Jakarta – Usaha perikanan tangkap di Indonesia selama ini belum semuanya dilakukan secara transparan dan belum menerapkan good corporate governance. Kementerian Kelautan dan Perikanan (KKP) mengancam untuk mempersulit perizinan. Untuk itu, perlu perbaikan izin usaha perikanan tangkap untuk membenahi tata kelola perikanan tangkap.
Koordinator Nasional Destructive Fishing Watch (DFW)-Indonesia, Abdi Suhufan mengatakan, perbaikan izin usaha perikanan tangkap oleh Kementerian Kelautan dan Perikanan (KKP) merupakan langkah positif untuk membenahi tata kelola perikanan. Perizinan merupakan pintu masuk untuk meningkatkan pendapatan negara dari sektor perikanan. Namun, upaya ini perlu dilakukan secara konsisten dan menyeluruh dari pusat sampai ke daerah.
“Karakteristik dan struktur perikanan tangkap Indonesia didominasi nelayan tradisional, selama ini dikontrol oleh pemerintah daerah. Ada gap kapasitas dan regulasi pusat dan daerah dalam hal izin usaha perikanan tangkap.
Dikatakan, pelaku usaha perikanan tangkap sudah sewajarnya mengelola bisnis dengan transparan, akuntabel dan jujur (fairness). “PNBP perikanan tahun 2017 lalu hanya Rp 491 miliar. Tertinggi selama ini, tapi rendah jika dibandingkan nilai produksi perikanan,” kata Abdi, dalam keterangan tertulisnya.
Untuk itu, kegiatan asistensi dan review perizinan KKP terhadap pemilik usaha perikanan tangkap sebagai terobosan dalam memperbaiki tata kelola perikanan. Namun, KKP harus konsisten dan menyeluruh pada semua pemilik kapal ikan yang mengajukan izin baru atau perpanjangan baik di pusat maupun didaerah.
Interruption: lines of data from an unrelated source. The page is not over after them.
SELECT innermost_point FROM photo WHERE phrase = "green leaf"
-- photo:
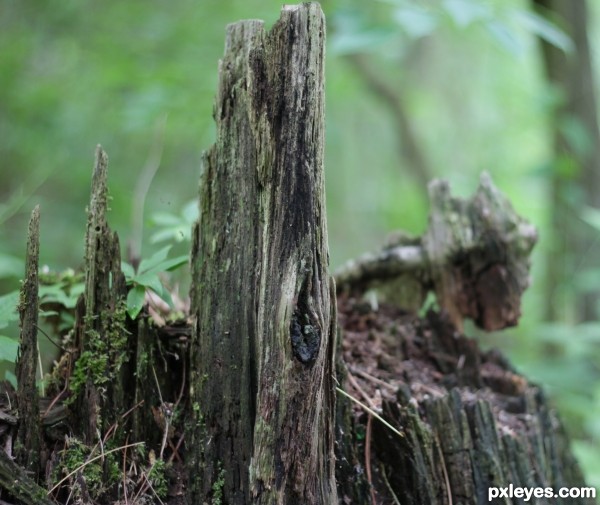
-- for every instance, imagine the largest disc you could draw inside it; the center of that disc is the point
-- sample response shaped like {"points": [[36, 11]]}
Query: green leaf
{"points": [[8, 348], [576, 134], [465, 12], [592, 217], [170, 264], [364, 41], [135, 300], [150, 280], [415, 21], [10, 377], [544, 29], [8, 308], [128, 271]]}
Saat ini, jumlah kapal ikan ukuran di atas 30 GT yang memerlukan izin pusat sekitar 5000 kapal. Sementara kapal berukuran di bawah 30 GT yang beroperasi dan perlu izin provinsi dan kabupaten/kota jumlahnya mencapai 682.000.
“Penertiban izin kapal di pusat mesti diikuti oleh daerah. KKP perlu memberikan asistensi teknis pada daerah agar proses perizinan dilakukan dengan review terlebih dahulu,” kata Abdi.
Pemerintah provinsi harus proaktif memperbaiki perizinan kapal yang menjadi kewenangan provinsi. Jumlah kapal ikan yang sangat signifikan di provinsi memerlukan regulasi perizinan yang ramah terhadap pelaku usaha perikanan kecil di daerah.
Peneliti DFW-Indonesia, Widya Safitri mengingatkan pemerintah dan pelaku perikanan tangkap tidak hanya mengejar keuntungan ekonomi semata, tapi juga memperhatikan aspek kesejahteraan pekerja perikanan terutama anak buah kapal (ABK).
Reformasi perikanan tangkap yang dilakukan oleh pemerintah mesti berdampak pada perbaikan kesejahteraan pekerja perikanan. Regulasi pemerintah tentang hal ini seperti Permen KP No Peraturan Menteri Kelautan dan Perikanan No.42 Tahun 2017 tentang Perjanjian Kerja Laut bagi Awak Kapal Perikanan perlu segera diimplementasikan guna memberikan perindungan bagi pekerja perikanan.
Sebelumnya, Menteri Kelautan dan Perikanan Susi Pudjiastuti mengaku, masih menemukan beberapa pelaku industri sektor perikanan yang meminta izin menangkap ikan dengan tidak transparan. Pasalnya, perusahaan tersebut tidak melaporkan hasil tangkapannya dengan benar dan tak sesuai data.
“Jadi kenapa kemarin perizinan dikatakan dipersulit, karena datanya banyak yang tidak benar. Masa kapal di atas 200 GT bilangnya 20 GT? Izin yang diurus di pusat adalah untuk kapal industri perikanan ikan di atas 30 GT. Bukan nelayan namanya, bukan UMKM, karena mereka nangkap ikannya juga tidak benar datanya harus sesuai dengan muatannya,” ujar Susi, pekan lalu.